Semantic matching is a critical task for many applications in natural language processing (NLP), such as information retrieval (?), question answering (?) and paraphrase identification (?). Taking question answering as an example, given a pair of question and answer, a matching function is required to determine the matching degree between these two sentences.

Recently, deep neural network based models have been applied in this area and achieved some important progresses. A lot of deep models follow the paradigm to first represent the whole sentence to a single distributed representation, and then compute similarities between the two vectors to output the matching score. Examples include DSSM (?), CDSMM (?), ARC-I (?), CNTN (?) and LSTM-RNN (?). In general, this paradigm is quite straightforward and easy to implement, however, the main disadvantage lies in that important local information is lost when compressing such a complicated sentence into a single vector. Taking a question and two answers as an example:

Q: “ Which teams won top three in the World Cup?”

A1: “ Germany is the champion of the World Cup.”

A2: “The top three of the European Cup are Spain, Netherlands and Germany. ”

We can see that the keywords such as “top three” and “World Cup” are very important to determine which answer (between A1 and A2) is better for Q. When attending to “top three”, obviously A2 is better than A1; while if attending to “World Cup”, we can get an opposite conclusion. However, single sentence representation methods cannot well capture such important local information, by directly representing a complicated sentence as a single compact vector (?).

Some other works focus on taking multiple granularity, e.g. word, phrase, and sentence level representations, into consideration for the matching process. Examples include ARC-II (?), RAE (?), DeepMatch (?), Bi-CNN-MI (?) and MultiGranCNN (?). They can alleviate the above problem, but are still far from completely solving the matching problem. That is because they are limited to well capture the contextualized local information, by directly involving word and phrase level representations. Taking the following answer as an example:

A3: “The top three attendees of the European Cup are from Germany, France and Spain.”
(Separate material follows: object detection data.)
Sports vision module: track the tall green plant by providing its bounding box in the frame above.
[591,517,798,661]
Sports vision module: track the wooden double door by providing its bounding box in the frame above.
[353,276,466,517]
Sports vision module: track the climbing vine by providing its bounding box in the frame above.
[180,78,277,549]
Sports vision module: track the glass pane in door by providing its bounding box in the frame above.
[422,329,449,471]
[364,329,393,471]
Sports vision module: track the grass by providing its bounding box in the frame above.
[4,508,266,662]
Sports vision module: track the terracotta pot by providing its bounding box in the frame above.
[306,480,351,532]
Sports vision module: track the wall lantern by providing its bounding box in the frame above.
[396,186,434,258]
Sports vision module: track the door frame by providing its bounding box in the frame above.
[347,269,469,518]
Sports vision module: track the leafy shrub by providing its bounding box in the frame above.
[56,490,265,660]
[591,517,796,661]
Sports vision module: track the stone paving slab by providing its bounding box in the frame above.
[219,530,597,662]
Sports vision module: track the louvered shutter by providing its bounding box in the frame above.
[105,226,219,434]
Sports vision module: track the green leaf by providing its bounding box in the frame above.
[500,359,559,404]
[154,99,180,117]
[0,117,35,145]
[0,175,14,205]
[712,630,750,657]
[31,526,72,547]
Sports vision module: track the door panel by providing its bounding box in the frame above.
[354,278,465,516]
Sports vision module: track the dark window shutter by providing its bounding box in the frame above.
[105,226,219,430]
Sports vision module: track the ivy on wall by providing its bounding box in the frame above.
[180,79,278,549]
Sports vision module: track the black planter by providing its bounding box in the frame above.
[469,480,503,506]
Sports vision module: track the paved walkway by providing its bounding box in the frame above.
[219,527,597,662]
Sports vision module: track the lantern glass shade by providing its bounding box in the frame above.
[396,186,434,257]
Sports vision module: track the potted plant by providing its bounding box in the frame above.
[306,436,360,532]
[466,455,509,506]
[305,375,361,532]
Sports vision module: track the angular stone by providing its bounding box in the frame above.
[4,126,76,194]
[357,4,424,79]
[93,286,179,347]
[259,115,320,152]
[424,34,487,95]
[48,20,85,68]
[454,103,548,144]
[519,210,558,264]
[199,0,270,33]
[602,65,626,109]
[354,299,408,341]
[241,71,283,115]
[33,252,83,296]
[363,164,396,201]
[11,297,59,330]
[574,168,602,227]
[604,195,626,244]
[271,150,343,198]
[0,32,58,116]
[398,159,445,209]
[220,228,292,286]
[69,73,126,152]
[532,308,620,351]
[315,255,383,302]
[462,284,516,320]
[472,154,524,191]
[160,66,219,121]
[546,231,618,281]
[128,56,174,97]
Obviously, A2 is better than A3 with respect to $Q$ , although both of them have the important keywords “top three”. This is because the two terms of “top three” have different meanings from the whole sentence perspective. “top three” in A2 focuses on talking about top three football teams, while that in A3 is indicating the top three attendees from different countries. However, existing multiple granularity deep models cannot well distinguish the two “top three”s. This is mainly because the word/phrase level representations are local (usually depend on contexts in a fixed window size), thus limited to reflect the true meanings of these words/phrases (e.g. top three) from the perspective of the whole sentence.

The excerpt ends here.